Refiro-me, claro, à batalha de Itararé (1) ou guerra da lagosta (2) que ora torna anedótico e retrô nosso noticiário político.
O
mais comezinho bom senso e o espírito de justiça (do qual todos
deveríamos estar imbuídos, segundo Platão) são mais do que suficientes
para sabermos que É TOTALMENTE INCONCEBÍVEL O EXERCÍCIO DE MANDATO POPULAR POR PARTE DE UM PRESIDIÁRIO, DURANTE O CUMPRIMENTO DA PENA.
Fiquei
pasmo ao ver quatro doutos ministros do Supremo Tribunal Federal
admitindo implicitamente tal sandice, que avacalharia de vez a imagem do
Judiciário aos olhos do cidadão comum.
Faz
até sentido discutir-se se o mandato, em caso de condenação, deve ser
definitivamente extinto ou temporariamente suspenso (ou seja, se o
parlamentar teria de ser cassado ou poderia apenas licenciar-se).

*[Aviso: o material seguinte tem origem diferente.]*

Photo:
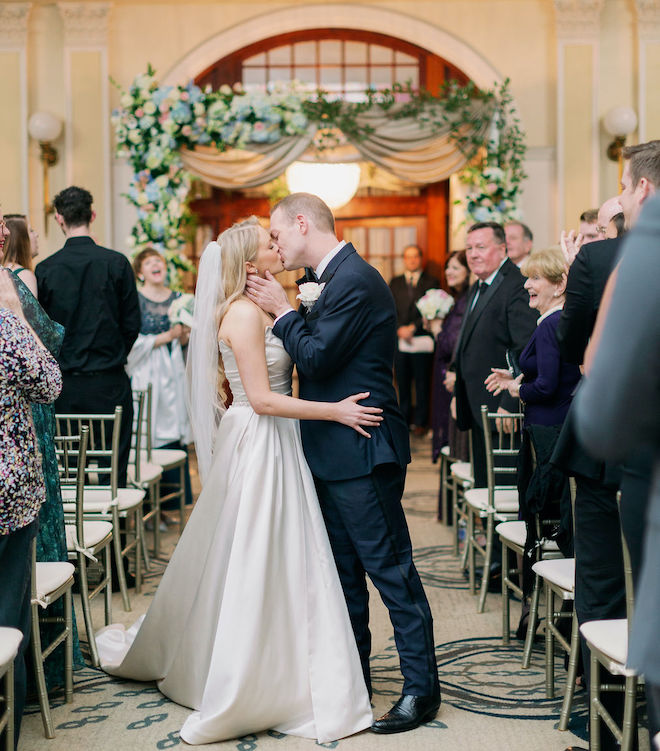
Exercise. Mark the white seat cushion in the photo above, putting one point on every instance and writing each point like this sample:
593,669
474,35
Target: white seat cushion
559,571
506,501
94,532
100,501
149,472
168,458
10,639
51,576
515,532
609,637
462,471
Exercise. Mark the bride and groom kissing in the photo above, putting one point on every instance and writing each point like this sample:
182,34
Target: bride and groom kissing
261,619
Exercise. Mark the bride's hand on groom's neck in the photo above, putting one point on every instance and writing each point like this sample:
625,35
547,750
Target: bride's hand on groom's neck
268,294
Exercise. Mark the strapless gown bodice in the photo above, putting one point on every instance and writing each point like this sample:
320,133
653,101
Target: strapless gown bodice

Mas, a intransigência é insustentável: se a Câmara não aceita que o STF extinga mandatos arguindo a independência dos Poderes, o STF pode recorrer ao mesmíssimo argumento para não liberar os deputados presos quando houver sessões da Câmara.
Mas, a intransigência é insustentável: se a Câmara não aceita que o STF extinga mandatos arguindo a independência dos Poderes, o STF pode recorrer ao mesmíssimo argumento para não liberar os deputados presos quando houver sessões da Câmara.
Então,
no braço de ferro que se esboça entre o STF e a Câmara Federal, alguém
tem de ceder, em benefício de uma democracia penosamente reconquistada e
que não deve ser colocada em risco em função de pendenga tão bizarra.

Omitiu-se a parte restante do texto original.